Besides Laich, the Capitals have veterans Marco Sturm, Jason Chimera and D.J. King on the left side. Matt Hendricks has also played the left wing for most of this season, and Semin is a left wing by trade even though he is a right-handed shot and has spent the better part of the last few seasons skating the right side.

Despite fighting through his ailment, Ovechkin was also hitting his stride on the ice of late. He has at least a point in 14 of his last 16 games, and has totaled eight goals and 21 points during that span. Ovechkin is a plus-7 in those last 16 games.

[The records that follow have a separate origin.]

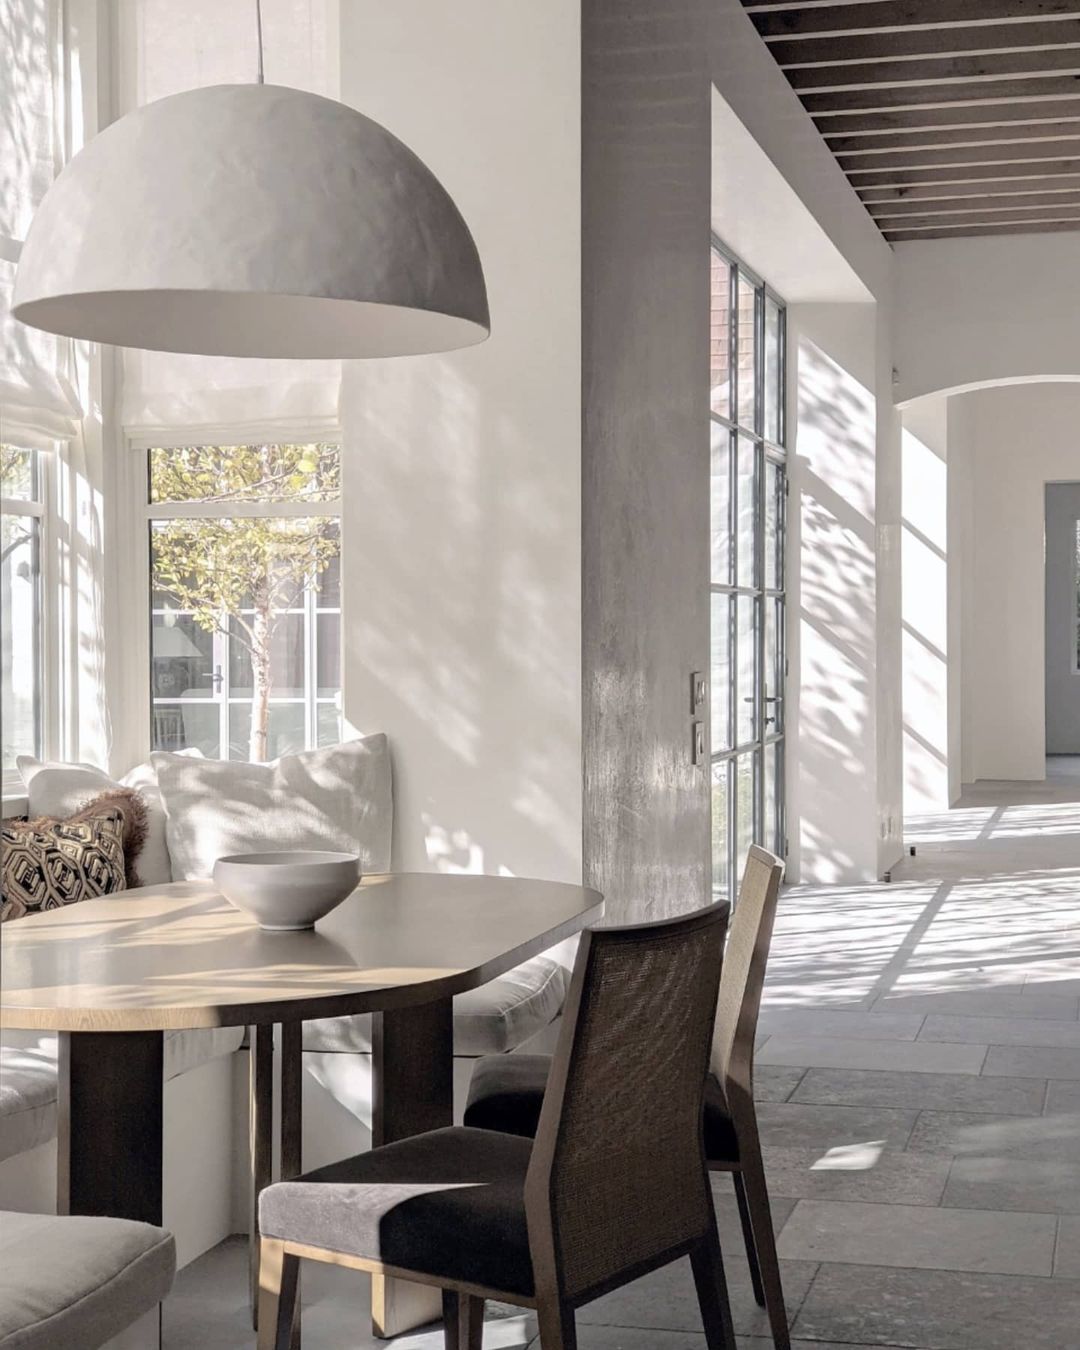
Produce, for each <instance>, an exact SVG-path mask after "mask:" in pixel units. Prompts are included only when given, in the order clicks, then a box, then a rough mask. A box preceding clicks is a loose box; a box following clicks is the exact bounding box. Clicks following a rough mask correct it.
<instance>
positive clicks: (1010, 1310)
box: [759, 760, 1080, 1350]
mask: <svg viewBox="0 0 1080 1350" xmlns="http://www.w3.org/2000/svg"><path fill="white" fill-rule="evenodd" d="M907 841H909V844H914V845H915V848H917V856H915V857H907V859H904V861H903V863H902V865H899V867H898V868H896V869H895V871H894V873H892V877H894V880H892V884H891V886H882V887H873V888H868V890H864V888H846V890H844V888H828V890H817V891H814V890H792V891H791V892H788V895H787V896H786V900H784V906H783V909H782V921H780V926H779V929H778V934H776V940H775V944H774V957H772V963H771V975H769V981H768V988H767V1003H765V1008H764V1011H763V1018H761V1031H763V1034H767V1039H765V1041H764V1044H763V1046H761V1050H760V1054H759V1065H761V1069H760V1075H761V1077H760V1084H759V1091H760V1092H761V1095H763V1096H765V1098H771V1099H772V1100H771V1102H768V1103H767V1104H764V1106H763V1108H761V1110H763V1135H764V1137H765V1139H767V1141H768V1143H769V1156H768V1169H769V1179H771V1185H772V1192H774V1196H776V1197H778V1200H779V1204H783V1206H784V1208H779V1207H778V1214H776V1219H778V1224H782V1230H780V1231H782V1235H780V1251H782V1254H783V1255H784V1257H787V1258H788V1260H790V1261H791V1262H792V1266H791V1276H790V1277H788V1297H790V1300H791V1301H792V1303H796V1304H798V1314H796V1319H795V1326H794V1330H795V1335H796V1336H798V1338H801V1339H803V1341H806V1342H809V1343H811V1345H821V1343H822V1342H825V1343H829V1345H830V1346H832V1343H833V1342H836V1343H838V1345H840V1343H842V1345H860V1346H863V1345H873V1346H918V1347H921V1350H922V1347H925V1350H960V1347H969V1346H973V1345H979V1346H980V1347H988V1350H998V1347H1000V1350H1015V1347H1021V1346H1023V1347H1029V1346H1031V1347H1034V1346H1046V1347H1050V1346H1053V1347H1062V1346H1075V1345H1077V1343H1080V1331H1079V1330H1077V1327H1080V1021H1077V1008H1079V1006H1080V765H1079V764H1077V761H1076V760H1057V761H1050V764H1049V765H1048V780H1046V782H1045V783H980V784H976V786H973V787H972V788H969V790H968V791H967V792H965V795H964V796H963V798H961V802H960V803H958V805H957V807H956V809H954V810H952V811H949V813H945V814H942V815H938V817H934V818H927V819H922V821H917V822H911V823H910V829H909V838H907ZM780 1197H783V1199H782V1200H780ZM784 1215H786V1216H784ZM798 1282H802V1285H803V1288H805V1289H806V1293H805V1296H802V1297H801V1296H799V1289H798Z"/></svg>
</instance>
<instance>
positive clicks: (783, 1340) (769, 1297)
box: [738, 1130, 791, 1350]
mask: <svg viewBox="0 0 1080 1350" xmlns="http://www.w3.org/2000/svg"><path fill="white" fill-rule="evenodd" d="M738 1153H740V1158H741V1168H742V1185H744V1187H745V1192H747V1208H748V1210H749V1220H751V1230H752V1233H753V1246H755V1251H756V1253H757V1268H759V1270H760V1274H761V1288H763V1291H764V1295H765V1311H767V1312H768V1324H769V1328H771V1330H772V1343H774V1346H775V1347H776V1350H791V1334H790V1331H788V1327H787V1307H786V1305H784V1289H783V1284H782V1282H780V1261H779V1257H778V1255H776V1238H775V1237H774V1233H772V1212H771V1210H769V1204H768V1187H767V1185H765V1168H764V1164H763V1162H761V1147H760V1145H759V1142H757V1131H756V1130H755V1131H753V1137H752V1138H751V1137H749V1131H747V1130H744V1131H742V1133H741V1134H740V1137H738ZM747 1246H749V1243H747Z"/></svg>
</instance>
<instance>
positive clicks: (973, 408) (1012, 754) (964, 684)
mask: <svg viewBox="0 0 1080 1350" xmlns="http://www.w3.org/2000/svg"><path fill="white" fill-rule="evenodd" d="M953 402H956V404H960V405H963V406H961V408H960V409H958V410H957V412H958V414H961V416H963V417H965V418H967V436H968V440H969V447H971V483H972V493H971V501H972V512H971V531H972V544H971V552H969V556H968V562H967V566H965V567H964V575H963V579H961V585H963V597H964V607H965V610H967V613H968V616H969V624H968V626H967V630H965V634H964V647H963V699H964V705H965V718H964V721H965V747H964V778H965V782H967V780H972V779H995V778H996V779H1042V778H1044V775H1045V728H1046V722H1045V690H1044V659H1045V643H1044V630H1045V622H1044V489H1045V485H1046V483H1048V482H1052V481H1062V479H1076V478H1077V477H1080V385H1072V383H1054V385H1012V386H1003V387H999V389H990V390H980V391H977V393H968V394H963V396H958V397H957V398H954V400H950V404H953ZM952 429H953V421H952V417H950V436H952ZM950 460H952V444H950ZM952 489H953V478H952V477H950V490H952Z"/></svg>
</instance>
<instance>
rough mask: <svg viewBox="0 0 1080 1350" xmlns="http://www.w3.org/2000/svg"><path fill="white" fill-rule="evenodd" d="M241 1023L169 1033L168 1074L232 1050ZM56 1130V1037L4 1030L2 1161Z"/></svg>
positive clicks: (1, 1073)
mask: <svg viewBox="0 0 1080 1350" xmlns="http://www.w3.org/2000/svg"><path fill="white" fill-rule="evenodd" d="M243 1037H244V1029H243V1027H242V1026H220V1027H213V1029H212V1030H207V1031H202V1030H192V1031H166V1033H165V1077H166V1079H175V1077H180V1075H181V1073H188V1072H189V1071H190V1069H194V1068H198V1065H200V1064H207V1062H208V1061H209V1060H216V1058H220V1057H221V1056H224V1054H232V1052H234V1050H236V1049H239V1046H240V1042H242V1041H243ZM55 1135H57V1038H55V1035H50V1034H49V1033H47V1031H46V1033H41V1031H4V1044H3V1045H0V1162H3V1161H4V1158H14V1157H15V1156H16V1154H19V1153H26V1152H28V1150H30V1149H34V1147H36V1146H38V1145H39V1143H47V1142H49V1141H50V1139H54V1138H55Z"/></svg>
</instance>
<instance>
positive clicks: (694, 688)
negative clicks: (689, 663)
mask: <svg viewBox="0 0 1080 1350" xmlns="http://www.w3.org/2000/svg"><path fill="white" fill-rule="evenodd" d="M707 697H709V682H707V680H706V678H705V675H702V672H701V671H694V674H693V675H691V676H690V711H691V713H693V714H694V715H695V717H697V714H698V713H702V711H703V710H705V699H706V698H707Z"/></svg>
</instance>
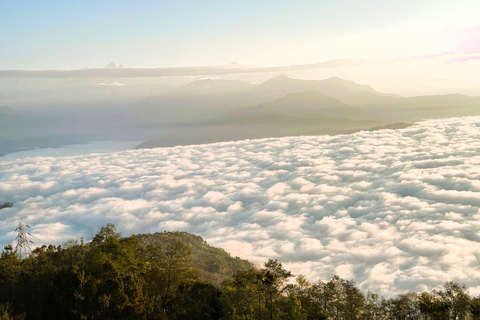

The Capitals posted a 13-3 record during those 16 games. Ovechkin’s ice time was down and his production was up during most of that stretch, so a late-season break to heal his body might bring the Washington winger back stronger than before.

“We don’t want to be experimenting at the end of March,” says Boudreau, “but it will give us a chance to see some new possibilities. And it gives somebody else a chance to play valuable minutes. Someone who is playing 12 minutes a game might be able to jump up to 18 minutes a game because of his absence.”

Ovechkin’s absence from the lineup leaves Washington with just four players who have played in all of the team’s games this season: forwards Brooks Laich and Jason Chimera and defensive duo Karl Alzner and John Carlson.